Convertibles are fun vehicles that are amazing to drive, but they also come with a few deficits in the practicality department. For those who live in winter climates, it can be a hassle to deal with the cold chill that invariably whistles through the small gaps in the roof's seal found on even premium models, combined with the lack of insulation of the top itself. Convertibles also often give up a significant amount of trunk space in order to store the folding roof, seldom leaving room for more than one overnight bag or a small load of groceries. Finally, since many convertibles hail from the compact segment of the market, their rear accommodations are not exactly spacious, generally limiting the vehicle to two occupants on all but the shortest of city trips.
In the mid-2000s, BMW had a good thing going on with the MINI Cooper, a coupe that was a fantastic recreation of both the spirit and the look of the original micro machine. Wanting to somehow generate even more interest and excitement surrounding the compact automobile, BMW decided to build a convertible version of the car. They decided to apply the latest technologies in order to avoid the traditional deficits of drop top vehicles. From the outset, this posed some interesting problems. For one, the MINI's tiny dimensions made it difficult to find a place to store the roof when in the open position. This was solved in a manner similar to that employed by the New Beetle drop top by introducing a lip that rests upon the rear deck and contains a portion of the roof when not in use. The convertible design also meant a re-think of the vehicle's hatchback, which could obviously no longer operate in quite the same manner. In its place a sort of drop-down tailgate was installed to access the now almost non-existent trunk.
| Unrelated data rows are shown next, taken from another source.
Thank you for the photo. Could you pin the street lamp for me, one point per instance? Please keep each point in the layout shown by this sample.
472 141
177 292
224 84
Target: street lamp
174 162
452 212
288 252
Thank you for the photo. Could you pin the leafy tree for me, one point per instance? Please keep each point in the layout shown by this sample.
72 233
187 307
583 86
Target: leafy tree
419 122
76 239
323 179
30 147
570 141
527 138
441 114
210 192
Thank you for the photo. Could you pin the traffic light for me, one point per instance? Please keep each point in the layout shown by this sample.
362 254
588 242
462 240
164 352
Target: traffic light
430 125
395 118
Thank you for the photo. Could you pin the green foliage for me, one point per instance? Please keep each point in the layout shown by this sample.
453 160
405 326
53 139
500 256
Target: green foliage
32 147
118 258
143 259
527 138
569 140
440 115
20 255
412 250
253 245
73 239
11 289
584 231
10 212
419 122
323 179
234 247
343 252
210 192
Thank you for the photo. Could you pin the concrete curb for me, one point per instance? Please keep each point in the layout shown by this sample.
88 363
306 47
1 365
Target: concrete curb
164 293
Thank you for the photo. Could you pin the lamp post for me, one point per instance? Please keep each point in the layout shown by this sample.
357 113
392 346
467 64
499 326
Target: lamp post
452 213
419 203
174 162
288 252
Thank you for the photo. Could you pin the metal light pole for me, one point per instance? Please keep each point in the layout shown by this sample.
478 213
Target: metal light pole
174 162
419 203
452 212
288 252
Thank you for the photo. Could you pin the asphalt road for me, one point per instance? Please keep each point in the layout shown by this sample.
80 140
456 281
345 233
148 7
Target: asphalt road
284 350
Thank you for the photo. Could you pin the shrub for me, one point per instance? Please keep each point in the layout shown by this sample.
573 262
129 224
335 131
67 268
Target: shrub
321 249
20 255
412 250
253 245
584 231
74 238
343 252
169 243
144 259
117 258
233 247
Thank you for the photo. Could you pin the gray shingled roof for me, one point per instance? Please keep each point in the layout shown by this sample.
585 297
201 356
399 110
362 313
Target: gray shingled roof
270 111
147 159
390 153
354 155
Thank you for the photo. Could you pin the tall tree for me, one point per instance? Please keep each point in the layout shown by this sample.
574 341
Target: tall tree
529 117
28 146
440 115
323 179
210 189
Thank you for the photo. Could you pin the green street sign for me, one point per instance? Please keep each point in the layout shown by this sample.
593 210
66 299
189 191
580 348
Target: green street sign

Public response to the MINI Cooper Convertible was extremely positive. The vehicle's core audience consisted of enthusiasts who were virtual proselytizers for the brand, fanatics who appreciated the automobile's splendid road manners and supreme handling capabilities. The rag top edition of the car tapped into a further vein of drivers who were in love with the MINI's styling and found that by removing the roof the vehicle was now too attractive to resist. The convertible became a strong component of Cooper sales and a pop culture sensation. This article examines the features and specifications of the best used convertible built by MINI.
2005 - 2007 MINI Cooper convertible
When designing a convertible, it is not always easy to reconcile the styling attributes of the vehicle that the drop top is based on with the demands and realities imposed by a folding roof. By its very nature, a fabric top is going to form a different shape than the steel one it is replacing, and as such designers must get creative when it comes to either preserving the current profile of the automobile or designing a new but still acceptable look. The 2005 - 2007 MINI Cooper convertible, blessed with a very square roofline, does a fantastic job of staying true to the vehicle's appearance with the top up, while doing an acceptable job of stowing the roof when it is time to play under the sun or stars.
Mechanically, the 2005 - 2007 MINI Cooper is identical to the coupe of the same name. The base model of the vehicle is powered by a 4-cylinder engine that displaces 1.6-liters and provides 115 horsepower. This engine is supercharged in the MINI Cooper S convertible and offers a healthier 168 ponies, a figure that bumps up slightly with the introduction of a turbo unit for 2007. The entry level rag top is equipped with either a 5-speed manual transmission or a continuously-variable automatic unit, while the Cooper S benefits from a 6-speed manual that morphs into a 6-speed automatic with paddle-shifting capability in later model years. The convertible MINI pays a weight penalty of about 500 lbs over the coupe in order to handle the extra structural rigidity that is required, but it still tips the scales at well under 3,000 lbs.
While the MINI Cooper convertible's trunk might be quite small, the rear seats fold forward to provide 21 cubic feet of storage, helping to salvage at least a respectable amount of utility. The MINI can be ordered with a whole host of premium goodies, such as dynamic stability control, leather seats, a Harman Kardon stereo system, navigation and rain-sensing windshield wipers. Given that the corporate parent in this situation is BMW, the MINI's interior is assembled with the same degree of fastidiousness and attention to detail as any of their other products.
The 2005 - 2007 MINI Cooper is a fine used convertible that adds a splash of exclusivity to an already tight automotive package.